Another technique is Regularized Multiple Kernel Learning Locality Preserving Projections (rMKL-LPPs) used to conjoin the multi-omics profiles [111]. The LPPs have been utilized for conserving the sum of distances for the k-nearest neighbors of every sample. As compared to SNF, rMKL-LPP provided more flexibility since it generated various choices of the dimension reduction techniques as well as kernels for each data type.
Some gene module identification methods using various correlation measures such as Pearson correlation coefficient, traditional TOM by [30], weighted TOM by [31, 32] and generalized TOM [33] also fall into this category. Zhang et al. (2014) [34] proposed a new method for weighted networks to produce the densely connected modules referred to as quasi-cliques. The major benefit of this approach is that the local maximum edges were applied to initiate the search for avoiding the extortionate (unreasonable) overlaps among the recognized modules. Hence, the run time of the method was significantly reduced. This methodology is highly useful for detecting a higher number of genetic modules which are enriched in both the biological functions and the chromosomal bands in the cancer profile suggesting a major contributions of copy number variations connected with the development of the cancer. Huang et al. (2018) [35] developed the corresponding R package, ‘ImQCM’. Feng et al. (2009) [61] developed a novel web-based software, ‘Gene Expression data Mining Toward Relevant Network Discovery’ (GEM-TREND) to mine the gene expression data network through finding the similar gene expression profiles and generating corresponding co-expression networks from any publicly available database. Of note, for statistical significance, a nonparametric as well as rank-based pattern matching method inspired by the method of [62] was utilized. Frequent subgraph mining is the latest topic of interest. Gawronski et al. (2014) [60] introduced a novel algorithm named as ‘Frequent subgraph mining for the discovery of RNA structures and interactions’ (RiboFSM) for identifying the meaningful patterns from either a single large graph or a set of smaller sized graphs. The graph represented all RNA structures along with the interactions. The most significant frequent patterns had been determined from the graph.

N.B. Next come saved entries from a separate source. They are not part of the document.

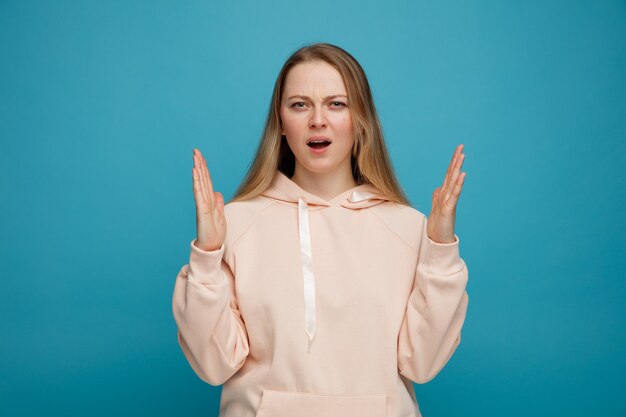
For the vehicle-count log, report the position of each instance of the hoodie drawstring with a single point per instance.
(307, 271)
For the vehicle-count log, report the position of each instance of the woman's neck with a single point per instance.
(326, 185)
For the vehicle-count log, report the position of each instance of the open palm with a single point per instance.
(442, 215)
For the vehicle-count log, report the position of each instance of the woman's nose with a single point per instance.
(317, 118)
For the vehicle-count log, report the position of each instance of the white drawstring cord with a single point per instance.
(307, 271)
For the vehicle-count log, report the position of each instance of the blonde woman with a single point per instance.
(318, 290)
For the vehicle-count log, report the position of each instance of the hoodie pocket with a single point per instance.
(276, 403)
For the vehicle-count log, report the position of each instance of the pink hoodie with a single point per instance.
(321, 308)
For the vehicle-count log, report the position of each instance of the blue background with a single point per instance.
(101, 104)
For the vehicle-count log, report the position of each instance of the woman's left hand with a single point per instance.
(441, 220)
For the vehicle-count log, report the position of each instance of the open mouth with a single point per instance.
(318, 144)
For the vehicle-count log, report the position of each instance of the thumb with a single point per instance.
(436, 195)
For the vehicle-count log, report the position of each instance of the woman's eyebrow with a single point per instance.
(325, 98)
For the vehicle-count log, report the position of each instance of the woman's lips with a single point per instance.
(318, 147)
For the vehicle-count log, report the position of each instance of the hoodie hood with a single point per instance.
(285, 191)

ARM is a useful tool for extracting the interesting gene sets (item sets) for any kind of data. It can generate the cause–effect relationships between the biomolecules such as genes. Mallik and Zhao [43] introduced two novel rule-based similarity measures (i.e. weighted rank-based Jaccard and weighted rank-based Cosine measures) and then prepared a novel computational framework to identify the condensed gene co-expression modules (‘ConGEMs’) through the utilization of the association rule-based learning strategy and the weighted similarity scores. The algorithm is good for retrieving the bio-marker modules from the genomic (or epigenomic) profile.
Model-based conjoint (or analysis) with semi-supervised learning
The characteristic of MSSL shared with MSL and MUL is that it also uses a unified learning framework as well as a global optimization strategy as it follows model-based conjoint like MSL and MUL. However, in the MSSL, the unsupervised learning methods have been applied to produce as well as to learn the structure from the integrated data. The supervised learning methods can also be utilized to validate best guess predictions in case of unlabeled data. This feeds the data back into the method of supervised learning as the training data set and then applies the model for making predictions on the unseen new data (test data). Interestingly, a lot of real-life machine-learning problems have fallen into this domain (semi-supervised learning) since collecting completely labeled data is time-consuming as well as highly expensive. On the other hand, unlabeled data are very cheap and very easy to accumulate and store.
MSSL:
Inputs: The inputs of MSSL are same as mentioned for MSL [i.e. (i) genomic, epigenomic or similar kind of data profiles; (ii) corresponding molecular networks; and (iii) available sample (phenotype) class labels].
Objectives: Since this kind of algorithms is the combination of MSL and MUL approaches, the objectives of the MSSL are also divided into two different kinds, first kind of objective includes all the objectives of MSL such as subnetwork module detection and gene-signature (marker-gene, hub-gene or driver-gene) detection, whereas the second type of objective includes all the objectives of MUL such as the prediction of the unknown class labels of the outcome has been performed using the available class label of the samples.
Advantages: (i) It also produces good prediction of the class labels because it applies a combination of unsupervised and supervised learning approaches (property of semi-supervised learning). (ii) It is useful whenever only a few of the class labels of the entire samples are available, but majority of data remain unlabeled (property of semi-supervised learning). (iii) This is used frequently for both prediction along with data exploration. (iv) The cost is moderate (due to use of semi-supervised learning); hence, it is useful to solve most of the real life problems since it needs some data to be labeled, not all.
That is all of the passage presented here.